I have an alpha elite with fuel cams at 54 lbs. Not much valley and pretty jumpy. I want to get a new bow for indoors. I was looking at a vantage elite plus with gtx cams. However, I shot a friends the other day and the gtx cams feel completely different than the fuels. They are really smooth on the draw and have a ton of valley. I was wondering if this would hurt me when I switch back and forth between the two.. being that they are so different. Should I just get another bow with fuel cams? I plan on shooting a lower weight, 45-50 lbs on the new bow... so would spirals feel more like a fuel cam than the gtx, especially since the poundage is lower?


----------



## Destroyer (Sep 11, 2009)

Did you like the GTX's?



buckshot087 said:


> I was wondering if this would hurt me when I switch back and forth between the two


What do you use the AE for?


----------



## buckshot087 (Mar 18, 2010)

I use the AE for 3D. But I just started shooting indoor spots and I'm tired of changing my bow setup every week from indoors to outdoors. So I want a new bow just for indoors. I thought about getting another AE with 50# limbs but would really like a vantage elite plus. I liked the gtx cams but didn't shoot them but a few times. I like shooting a more relaxed cam but at the same time I'm not sure it will help my shot if I go to a weaker cam. I was hoping that spirals on 45 lbs would maybe feel close to fuel cams on 55 lbs. or maybe the gtx cam on 65% let off would be close to a fuel cam. (my friends bow had the 75% mods so I've actually never shot a 65% cam before)


----------



## Destroyer (Sep 11, 2009)

buckshot087 said:


> I like shooting a more relaxed cam but at the same time I'm not sure it will help my shot if I go to a weaker cam.

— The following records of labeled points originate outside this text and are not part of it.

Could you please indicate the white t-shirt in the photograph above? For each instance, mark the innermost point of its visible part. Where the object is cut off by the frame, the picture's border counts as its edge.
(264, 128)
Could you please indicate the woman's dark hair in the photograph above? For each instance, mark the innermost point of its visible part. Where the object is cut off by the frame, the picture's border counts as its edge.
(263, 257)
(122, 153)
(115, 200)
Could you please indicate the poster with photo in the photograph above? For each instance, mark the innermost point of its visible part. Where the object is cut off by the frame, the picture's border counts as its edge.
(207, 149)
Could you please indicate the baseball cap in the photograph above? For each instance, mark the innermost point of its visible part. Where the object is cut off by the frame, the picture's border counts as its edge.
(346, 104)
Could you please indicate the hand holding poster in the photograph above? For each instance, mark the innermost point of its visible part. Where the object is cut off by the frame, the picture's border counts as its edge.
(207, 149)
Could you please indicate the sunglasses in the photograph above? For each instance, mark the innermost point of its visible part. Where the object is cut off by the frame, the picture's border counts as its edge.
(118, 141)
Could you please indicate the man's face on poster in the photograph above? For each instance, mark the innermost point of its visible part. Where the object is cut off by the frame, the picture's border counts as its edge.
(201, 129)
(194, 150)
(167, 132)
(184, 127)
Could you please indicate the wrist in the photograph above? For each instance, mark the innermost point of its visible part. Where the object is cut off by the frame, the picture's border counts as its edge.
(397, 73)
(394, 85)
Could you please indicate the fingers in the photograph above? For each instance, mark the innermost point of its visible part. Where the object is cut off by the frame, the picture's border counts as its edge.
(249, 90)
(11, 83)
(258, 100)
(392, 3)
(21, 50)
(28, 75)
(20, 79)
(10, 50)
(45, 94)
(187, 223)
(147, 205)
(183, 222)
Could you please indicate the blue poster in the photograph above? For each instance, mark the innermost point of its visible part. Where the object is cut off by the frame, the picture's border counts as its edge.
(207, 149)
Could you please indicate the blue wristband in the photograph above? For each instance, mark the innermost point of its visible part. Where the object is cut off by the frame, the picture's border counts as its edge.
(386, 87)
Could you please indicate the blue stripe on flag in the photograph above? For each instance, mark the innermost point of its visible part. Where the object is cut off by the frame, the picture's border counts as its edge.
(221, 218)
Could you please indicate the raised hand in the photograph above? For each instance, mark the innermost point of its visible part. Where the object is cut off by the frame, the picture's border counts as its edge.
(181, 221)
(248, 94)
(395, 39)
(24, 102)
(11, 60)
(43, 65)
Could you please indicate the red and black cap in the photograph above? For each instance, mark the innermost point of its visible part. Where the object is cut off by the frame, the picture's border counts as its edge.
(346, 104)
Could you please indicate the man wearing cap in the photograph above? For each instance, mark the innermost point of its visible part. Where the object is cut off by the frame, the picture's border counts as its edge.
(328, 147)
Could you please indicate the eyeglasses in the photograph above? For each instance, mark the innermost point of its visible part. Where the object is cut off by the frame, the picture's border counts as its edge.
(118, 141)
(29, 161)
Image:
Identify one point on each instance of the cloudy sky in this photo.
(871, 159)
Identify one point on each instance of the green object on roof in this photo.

Usually when we like something its because we are shooting better with it. Worried about speed, draw length, anchor issues?



buckshot087 said:


> maybe the gtx cam on 65% let off would be close to a fuel cam.


The best thing about the GTX is the ability to change let-toff easily, draw length too. So if you want to try 65% the GTX would be a good choice.

Really you won't know how swapping between the bows will go until you shoot them both for a while anyway. I always choose what type of bow is best for the type of shooting I will be doing. Matching to one bow can be a real problem since you will never get to try something new that might end up suiting you better. Anyway, the fuel cam won't be around for ever.


----------